Experimental and numerical studies of thermoregulating textiles incorporated with phase change materials

• Main Author: Iqbal, Kashif
• Other Authors: Sun, Danmei
• Published: Heriot-Watt University 2016
• Subjects: 677
• Online Access: http://ethos.bl.uk/OrderDetails.do?uin=uk.bl.ethos.700551

Phase change materials (PCMs) provide thermal management solution to textiles for the protection of wearer from extreme weather conditions. PCMs are the substances which can store or release a large amount of energy in the form of latent heat at certain melting temperature. This research reports practical and theoretical studies of textiles containing PCMs.
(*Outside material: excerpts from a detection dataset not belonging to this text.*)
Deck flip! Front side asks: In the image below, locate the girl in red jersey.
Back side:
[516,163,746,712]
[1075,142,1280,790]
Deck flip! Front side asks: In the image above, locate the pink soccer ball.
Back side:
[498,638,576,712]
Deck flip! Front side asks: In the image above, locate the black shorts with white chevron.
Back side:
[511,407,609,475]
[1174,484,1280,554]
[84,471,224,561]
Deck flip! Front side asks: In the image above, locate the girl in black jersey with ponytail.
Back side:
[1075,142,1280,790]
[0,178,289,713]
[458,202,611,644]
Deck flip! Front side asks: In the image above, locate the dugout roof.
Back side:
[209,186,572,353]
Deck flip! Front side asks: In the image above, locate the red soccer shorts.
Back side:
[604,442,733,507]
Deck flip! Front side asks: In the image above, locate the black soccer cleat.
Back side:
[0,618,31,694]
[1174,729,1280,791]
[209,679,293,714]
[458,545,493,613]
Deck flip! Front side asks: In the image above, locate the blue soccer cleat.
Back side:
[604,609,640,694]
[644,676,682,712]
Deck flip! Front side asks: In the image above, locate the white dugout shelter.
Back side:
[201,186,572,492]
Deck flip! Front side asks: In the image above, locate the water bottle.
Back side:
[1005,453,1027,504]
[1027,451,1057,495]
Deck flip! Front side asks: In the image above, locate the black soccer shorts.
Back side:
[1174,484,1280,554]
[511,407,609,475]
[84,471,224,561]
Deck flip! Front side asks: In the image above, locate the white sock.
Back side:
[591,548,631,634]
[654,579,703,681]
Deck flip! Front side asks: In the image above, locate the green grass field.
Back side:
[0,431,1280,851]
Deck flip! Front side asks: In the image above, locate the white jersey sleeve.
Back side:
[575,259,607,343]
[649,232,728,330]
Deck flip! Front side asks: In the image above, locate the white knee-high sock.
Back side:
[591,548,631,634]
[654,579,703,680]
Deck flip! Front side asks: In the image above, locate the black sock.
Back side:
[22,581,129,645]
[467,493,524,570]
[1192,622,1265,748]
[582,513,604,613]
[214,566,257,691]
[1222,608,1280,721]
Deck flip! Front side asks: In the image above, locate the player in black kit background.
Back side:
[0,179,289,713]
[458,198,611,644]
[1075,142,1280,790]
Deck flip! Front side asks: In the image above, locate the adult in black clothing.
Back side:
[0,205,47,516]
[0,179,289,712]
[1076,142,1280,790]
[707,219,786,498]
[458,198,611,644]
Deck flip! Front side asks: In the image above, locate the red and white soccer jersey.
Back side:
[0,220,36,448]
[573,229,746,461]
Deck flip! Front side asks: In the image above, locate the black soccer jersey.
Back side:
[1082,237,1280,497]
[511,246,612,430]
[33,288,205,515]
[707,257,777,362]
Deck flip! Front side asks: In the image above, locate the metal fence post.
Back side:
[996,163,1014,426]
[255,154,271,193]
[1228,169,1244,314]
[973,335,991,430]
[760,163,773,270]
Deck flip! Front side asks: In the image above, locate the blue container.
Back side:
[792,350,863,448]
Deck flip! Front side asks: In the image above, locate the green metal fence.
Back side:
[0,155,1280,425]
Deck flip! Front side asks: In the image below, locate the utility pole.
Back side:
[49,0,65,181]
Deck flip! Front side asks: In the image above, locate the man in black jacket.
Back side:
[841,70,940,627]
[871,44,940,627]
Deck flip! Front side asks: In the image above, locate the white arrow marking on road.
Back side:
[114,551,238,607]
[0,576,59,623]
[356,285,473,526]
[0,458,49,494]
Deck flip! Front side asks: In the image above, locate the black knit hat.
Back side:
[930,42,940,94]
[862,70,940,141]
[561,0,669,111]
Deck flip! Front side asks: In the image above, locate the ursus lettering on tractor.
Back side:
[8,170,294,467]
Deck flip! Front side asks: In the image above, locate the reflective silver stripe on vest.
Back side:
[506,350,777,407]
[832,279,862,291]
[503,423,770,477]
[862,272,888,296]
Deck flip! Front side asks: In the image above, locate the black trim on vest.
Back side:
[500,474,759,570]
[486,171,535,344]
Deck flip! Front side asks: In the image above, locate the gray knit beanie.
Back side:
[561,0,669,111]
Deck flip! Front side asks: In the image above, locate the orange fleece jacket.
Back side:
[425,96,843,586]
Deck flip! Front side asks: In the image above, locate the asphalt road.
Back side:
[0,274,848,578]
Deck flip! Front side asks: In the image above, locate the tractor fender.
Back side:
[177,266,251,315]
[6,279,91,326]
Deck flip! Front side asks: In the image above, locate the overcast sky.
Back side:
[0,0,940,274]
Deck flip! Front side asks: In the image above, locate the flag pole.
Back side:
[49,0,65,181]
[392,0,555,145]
Mono and multifilament filaments incorporated with microencapsulated phase change material (MPCM) have been developed through melt spinning process. Scanning electron microscopy (SEM) and differential scanning calorimetry (DSC) have been performed for the characterisation of MPCM polypropylene filaments. The parameters for optimum fibre processing and their effect on mechanical properties of filaments with respect to the amount of MPCM have also been studied. A plain woven fabric has been constructed using the developed MPCM multifilament yarn. The heat transfer property of the multifilament yarn and fabric has been investigated using finite element method. The time dependent thermoregulating effect of yarn and fabric incorporated with MPCM has also been predicted according to the validated models. The synthesis of Nanocapsules containing mixture of paraffins and Glauber’s salt as PCM and its characterisation using DSC and SEM has also been carried out. Polypropylene monofilament incorporated with the nanoencapsulated paraffins was developed and its properties have been compared to its MPCM counterpart. Furthermore the developed nanocapsules were applied on a cotton fabric via a pad-dry-cure process and the resultant fabric was evaluated using DSC and SEM in comparison with MPCM treated fabric. The research work described in this thesis has established a better understanding of use of phase change materials in textiles, the evaluation and application. It is anticipated that this research will broaden the understanding and potential use of encapsulated phase change materials in textiles especially in the field of active smart textiles.